By far the most commonly used criterion in studies examining the validity of academic admissions tests is GPA in higher education programs. Researchers typically focus on the correlation between standardized test scores and the grades students achieve during their first year of college or graduate school. Correlations of this nature are reported as decimals on a scale from 0 to 1 – with a zero correlation indicating no association between the variables and a coefficient of 1.0 indicating a perfect association. As one example, Ramist, Lewis, and McCamley-Jenkins (1994) conducted a meta-analysis using data from more than 46,000 students who completed the SAT and attended one of 45 colleges in the 1980s. The researchers reported an overall correlation of .36 between SAT scores and first-year GPA. All large-scale SAT validity studies reveal correlations of similar magnitude.

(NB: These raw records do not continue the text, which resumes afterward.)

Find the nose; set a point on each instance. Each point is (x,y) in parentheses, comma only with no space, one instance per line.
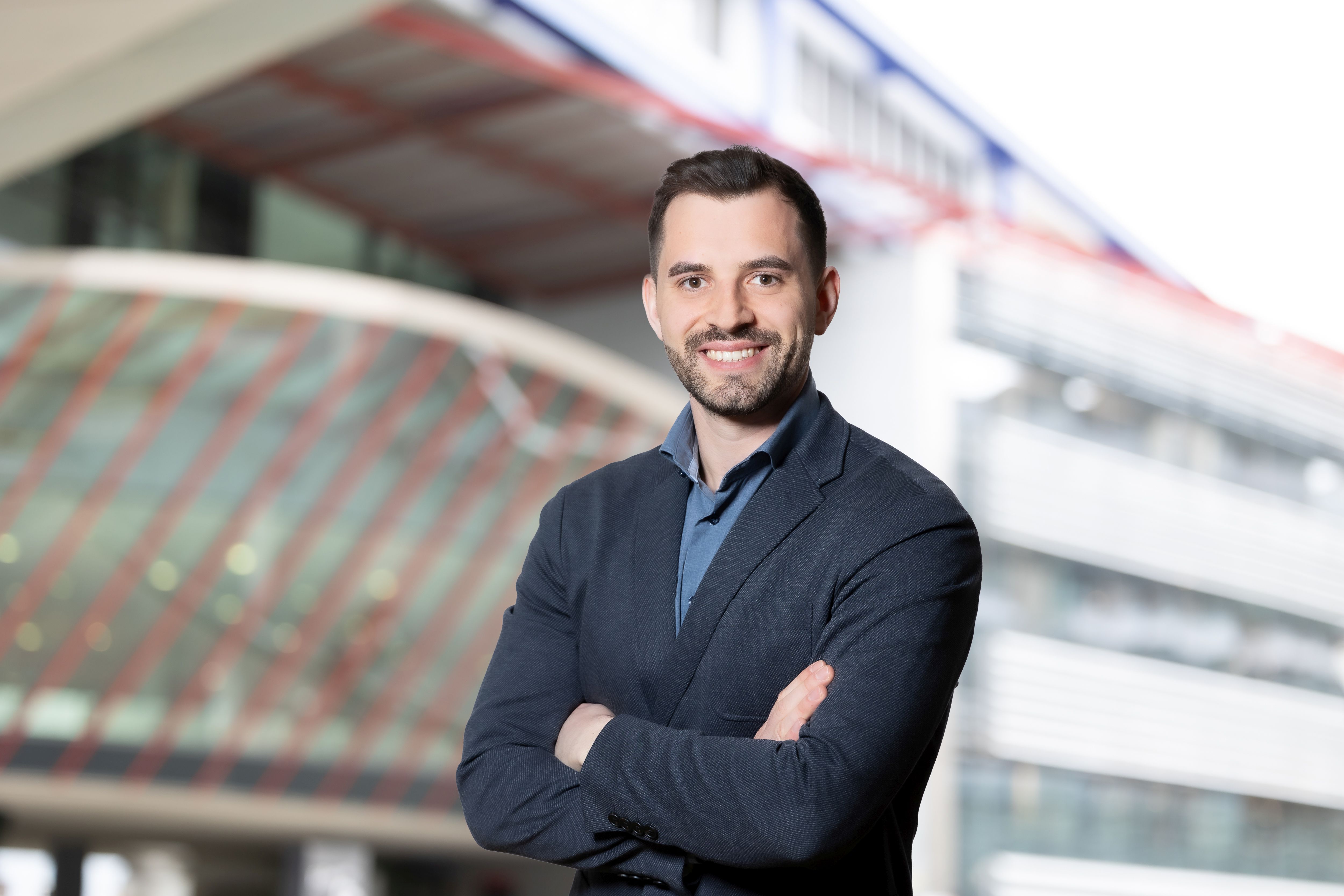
(729,309)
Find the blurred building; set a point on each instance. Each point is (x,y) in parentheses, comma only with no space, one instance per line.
(312,305)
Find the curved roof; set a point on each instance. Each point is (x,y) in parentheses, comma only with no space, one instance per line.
(259,523)
(359,297)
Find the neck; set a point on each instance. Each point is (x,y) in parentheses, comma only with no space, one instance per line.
(726,441)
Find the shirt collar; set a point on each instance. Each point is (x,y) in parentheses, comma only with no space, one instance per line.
(682,449)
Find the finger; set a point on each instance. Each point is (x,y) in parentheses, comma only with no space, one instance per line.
(806,696)
(799,681)
(796,690)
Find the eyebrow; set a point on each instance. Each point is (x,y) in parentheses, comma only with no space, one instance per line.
(697,268)
(769,261)
(687,268)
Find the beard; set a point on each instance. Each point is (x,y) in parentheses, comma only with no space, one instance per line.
(742,394)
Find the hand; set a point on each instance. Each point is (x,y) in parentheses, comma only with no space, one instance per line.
(796,703)
(580,731)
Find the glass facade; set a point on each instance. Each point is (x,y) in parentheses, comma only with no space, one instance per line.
(1025,808)
(143,191)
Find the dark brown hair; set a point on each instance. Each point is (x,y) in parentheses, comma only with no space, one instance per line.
(740,171)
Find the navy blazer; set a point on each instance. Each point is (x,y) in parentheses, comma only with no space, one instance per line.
(850,553)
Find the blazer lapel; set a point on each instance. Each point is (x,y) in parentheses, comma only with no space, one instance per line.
(658,547)
(784,500)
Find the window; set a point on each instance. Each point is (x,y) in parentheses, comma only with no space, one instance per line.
(866,127)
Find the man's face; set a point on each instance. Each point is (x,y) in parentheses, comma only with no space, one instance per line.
(736,303)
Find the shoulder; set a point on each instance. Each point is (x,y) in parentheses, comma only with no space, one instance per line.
(620,483)
(877,464)
(886,490)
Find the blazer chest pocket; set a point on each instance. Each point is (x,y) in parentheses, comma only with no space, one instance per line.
(759,649)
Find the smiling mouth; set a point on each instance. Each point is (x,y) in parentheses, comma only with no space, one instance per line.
(714,355)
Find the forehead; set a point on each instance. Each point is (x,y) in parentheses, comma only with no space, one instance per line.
(728,231)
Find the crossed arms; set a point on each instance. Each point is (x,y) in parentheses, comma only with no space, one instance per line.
(897,637)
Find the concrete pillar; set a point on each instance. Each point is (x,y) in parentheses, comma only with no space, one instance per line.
(160,870)
(69,860)
(328,868)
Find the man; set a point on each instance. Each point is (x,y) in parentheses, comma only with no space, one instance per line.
(644,718)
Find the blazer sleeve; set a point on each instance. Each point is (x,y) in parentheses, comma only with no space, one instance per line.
(517,796)
(898,637)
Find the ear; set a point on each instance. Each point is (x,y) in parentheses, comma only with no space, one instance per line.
(651,305)
(828,300)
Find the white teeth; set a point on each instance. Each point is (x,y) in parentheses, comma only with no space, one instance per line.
(714,355)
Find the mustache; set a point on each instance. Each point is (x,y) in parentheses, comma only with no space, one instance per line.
(716,334)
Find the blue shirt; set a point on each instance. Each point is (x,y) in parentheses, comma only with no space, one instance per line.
(710,515)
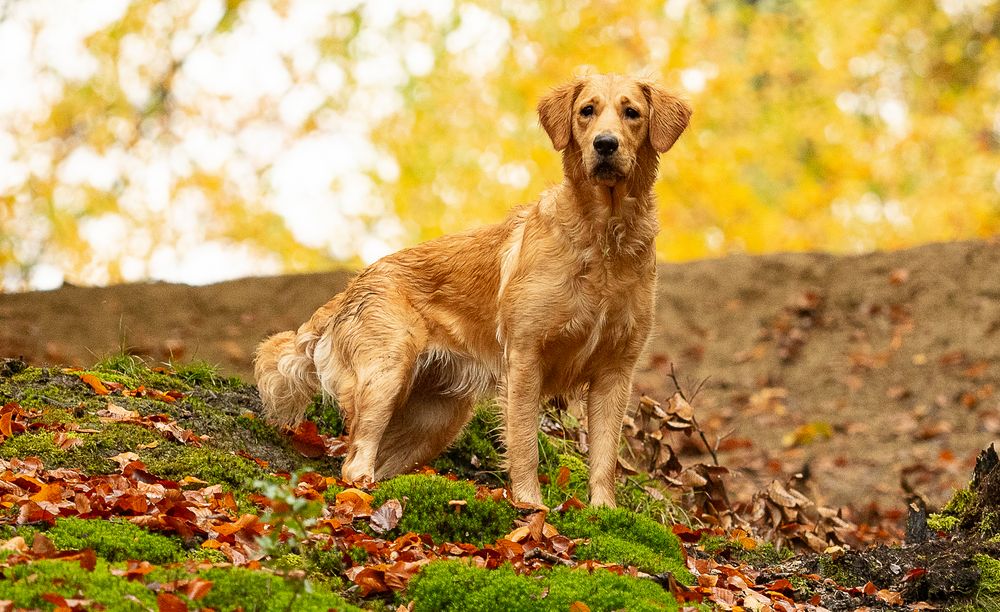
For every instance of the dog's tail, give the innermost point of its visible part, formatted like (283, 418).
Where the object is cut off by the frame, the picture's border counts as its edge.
(286, 376)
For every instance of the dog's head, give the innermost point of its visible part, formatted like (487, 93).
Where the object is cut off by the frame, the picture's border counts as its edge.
(610, 121)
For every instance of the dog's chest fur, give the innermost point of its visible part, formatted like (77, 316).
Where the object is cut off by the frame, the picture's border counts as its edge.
(591, 303)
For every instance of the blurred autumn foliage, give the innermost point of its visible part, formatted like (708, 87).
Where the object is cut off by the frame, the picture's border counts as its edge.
(195, 140)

The SAT has undergone many revisions over the years. One major revision took effect in 1994. There were changes to the verbal portion of the exam, including elimination of antonym items, and the addition of items requiring students to evaluate different points of view. The time allotted to complete the test also was extended by 15 minutes so that students could complete more items. Each time a test is revised, new questions arise concerning the utility of the test and new validity studies must be conducted. Bridgeman, McCamley-Jenkins, and Ervin (2000) compared the predictive validity of the revised SAT to that of the previous version of the test. The researchers compared data from two large samples: one whose members had taken the SAT in 1994 prior to the revisions, and the other consisting of students who had taken the SAT in 1995 after the revisions had been implemented. There were more than 45,000 students in each sample. Bridgeman and colleagues found that the predictive validity of the SAT had remained essentially unchanged. The correlation between SAT scores and first-year college GPA was .35 for the new version of the SAT, compared with .34 for the prior version. Despite some noteworthy changes to the test, its association with college GPA was quite stable.

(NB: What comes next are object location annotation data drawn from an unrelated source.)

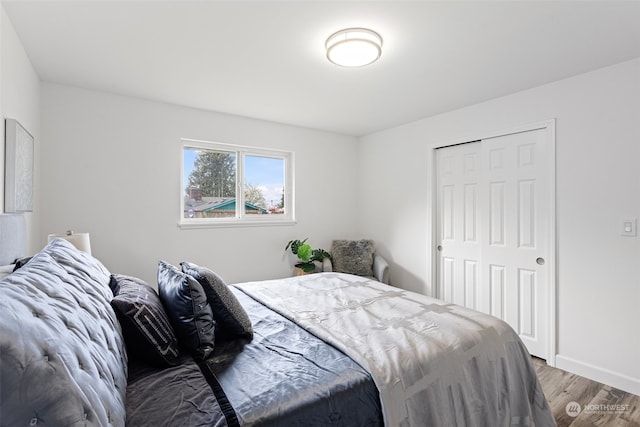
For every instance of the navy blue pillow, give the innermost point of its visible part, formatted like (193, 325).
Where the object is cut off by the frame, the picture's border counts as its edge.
(186, 304)
(145, 326)
(231, 318)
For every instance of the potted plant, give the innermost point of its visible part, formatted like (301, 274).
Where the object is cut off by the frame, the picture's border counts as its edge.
(307, 256)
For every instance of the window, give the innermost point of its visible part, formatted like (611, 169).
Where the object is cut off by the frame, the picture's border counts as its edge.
(225, 184)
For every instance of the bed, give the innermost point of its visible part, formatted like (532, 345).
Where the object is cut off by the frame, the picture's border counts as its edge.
(326, 349)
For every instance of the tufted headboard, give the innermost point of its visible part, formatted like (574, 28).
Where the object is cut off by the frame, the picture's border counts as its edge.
(13, 237)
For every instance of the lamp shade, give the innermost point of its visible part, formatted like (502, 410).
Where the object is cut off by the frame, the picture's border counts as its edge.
(354, 47)
(79, 240)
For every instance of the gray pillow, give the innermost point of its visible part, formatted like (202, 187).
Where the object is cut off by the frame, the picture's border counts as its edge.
(353, 256)
(232, 320)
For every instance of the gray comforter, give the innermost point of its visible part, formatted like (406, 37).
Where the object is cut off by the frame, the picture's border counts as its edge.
(434, 363)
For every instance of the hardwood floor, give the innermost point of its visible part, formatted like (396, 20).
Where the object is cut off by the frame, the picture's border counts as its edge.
(599, 404)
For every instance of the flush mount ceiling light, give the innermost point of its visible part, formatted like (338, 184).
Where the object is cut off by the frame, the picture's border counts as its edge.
(354, 47)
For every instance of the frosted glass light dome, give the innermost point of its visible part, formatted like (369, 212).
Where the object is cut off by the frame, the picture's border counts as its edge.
(354, 47)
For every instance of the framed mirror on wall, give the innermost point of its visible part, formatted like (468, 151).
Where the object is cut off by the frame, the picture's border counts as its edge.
(18, 180)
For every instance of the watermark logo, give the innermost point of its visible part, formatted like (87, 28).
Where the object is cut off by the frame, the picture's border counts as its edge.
(573, 409)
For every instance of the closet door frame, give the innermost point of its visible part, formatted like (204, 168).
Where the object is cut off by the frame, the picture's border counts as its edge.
(432, 255)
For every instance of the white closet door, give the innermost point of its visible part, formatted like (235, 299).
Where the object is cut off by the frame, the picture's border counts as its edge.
(459, 175)
(492, 230)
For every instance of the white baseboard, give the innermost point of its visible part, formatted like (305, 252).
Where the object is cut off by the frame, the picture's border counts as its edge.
(601, 375)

Another major revision of the SAT went into effect in 2005. A writing section was added, which was something that had never before been part of the test. The College Board, which publishes the SAT, commissioned a study (Kobrin, Patterson, Shaw, Mattern, & Barbuti, 2008) to evaluate the validity of the revised and expanded test. Kobrin and colleagues analyzed data from a sample of more than 151,000 students from more than 100 colleges and universities. The researchers reported a correlation of .35 between a composite test score that included all three sections of the SAT – critical reading, math, and writing – and first-year college GPA. Even with the addition of a major new task, the correlation between the test and college performance was equivalent to the correlations from studies evaluating earlier versions of the test. Interestingly, the newly-added writing subtest by itself predicted first-year college performance nearly as well as the test as a whole: correlating .33 with first-year GPA.

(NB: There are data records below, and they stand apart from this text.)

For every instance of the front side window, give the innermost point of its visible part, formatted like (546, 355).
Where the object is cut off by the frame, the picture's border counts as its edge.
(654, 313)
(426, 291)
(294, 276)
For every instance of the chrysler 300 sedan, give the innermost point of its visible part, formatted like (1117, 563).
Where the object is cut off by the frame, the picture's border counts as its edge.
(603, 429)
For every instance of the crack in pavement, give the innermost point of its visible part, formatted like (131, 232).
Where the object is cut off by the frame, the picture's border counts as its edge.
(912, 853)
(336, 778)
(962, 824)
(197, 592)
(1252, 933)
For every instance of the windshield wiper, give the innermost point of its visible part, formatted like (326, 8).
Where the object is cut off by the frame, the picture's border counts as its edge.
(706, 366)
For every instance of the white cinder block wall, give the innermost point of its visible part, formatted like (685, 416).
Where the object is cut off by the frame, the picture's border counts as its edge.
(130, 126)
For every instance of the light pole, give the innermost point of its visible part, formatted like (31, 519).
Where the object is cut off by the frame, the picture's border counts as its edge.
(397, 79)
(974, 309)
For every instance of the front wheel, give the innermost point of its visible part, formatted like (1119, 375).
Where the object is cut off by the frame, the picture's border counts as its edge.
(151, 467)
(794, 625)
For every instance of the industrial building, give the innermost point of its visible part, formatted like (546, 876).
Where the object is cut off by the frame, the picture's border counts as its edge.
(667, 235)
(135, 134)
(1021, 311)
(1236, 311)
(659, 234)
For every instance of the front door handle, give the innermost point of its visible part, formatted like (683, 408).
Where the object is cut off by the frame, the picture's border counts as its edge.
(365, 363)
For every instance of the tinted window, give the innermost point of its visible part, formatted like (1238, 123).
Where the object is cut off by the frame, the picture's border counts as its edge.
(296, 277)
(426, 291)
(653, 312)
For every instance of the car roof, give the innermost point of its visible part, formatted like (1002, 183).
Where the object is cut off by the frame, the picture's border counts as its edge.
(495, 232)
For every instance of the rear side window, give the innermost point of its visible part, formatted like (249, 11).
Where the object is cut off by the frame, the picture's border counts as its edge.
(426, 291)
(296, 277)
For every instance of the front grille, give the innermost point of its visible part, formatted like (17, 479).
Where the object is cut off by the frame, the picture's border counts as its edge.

It is apparent that across large samples of students, SAT scores predict first-year college performance. Camara and Echternacht (2000) explained why first-year GPA is the criteria most commonly used in SAT validity studies. They noted that courses at the freshman level are more similar to each other in difficulty than upper-level courses, so first-year courses provide a more reliable validity criterion. Furthermore, the largest available data sets focus on first-year GPA, and first-year GPA is highly correlated with later cumulative GPA. Camara and Echternacht also cite potential problems with using cumulative GPA in validity studies of college admission tests. For instance, since upper-level courses tend to vary more in terms of difficulty, the correlation between pre-college tests and academic performance becomes suppressed because students do not pursue equally difficult courses. However, Wilson (1983) reviewed all known studies conducted between 1930 and 1980 in which the SAT was used to predict cumulative college GPA. He concluded that standardized admissions tests are just as valid for predicting cumulative GPA as they are for predicting first-year GPA. Burton and Ramist (2001) reviewed studies that were not part of Wilson’s review because they were conducted after 1980. Analyzing data from more than 30,000 students, the researchers reported a correlation of .36 between SAT scores and cumulative GPA at graduation – the same level of association observed in studies of first-year grades.
It is important to note that most of the large-scale studies of SAT validity were commissioned by the College Board, which also publishes the test. This is somewhat understandable since the College Board has access to large data sets and also has a vested interest in demonstrating the validity of the SAT. However, the results from studies conducted by the College Board and by independent researchers are quite consistent. As one example, Geiser and Studley (2002) analyzed data from nearly 78,000 students entering the University of California between 1996 and 1999. For these students the correlation between SAT scores and first-year GPA was .36 – equivalent to correlations observed in other studies. It is possible to locate studies of smaller and more select student samples where the predictive validity of the SAT appears more equivocal. However, meta-analyses and studies with very large and diverse samples produce far more reliable and generalizable results (Sackett, Borneman, & Connelly, 2008). For reasons addressed in more detail later in this chapter, SAT validity coefficients are particularly vulnerable to suppression when researchers use restricted samples.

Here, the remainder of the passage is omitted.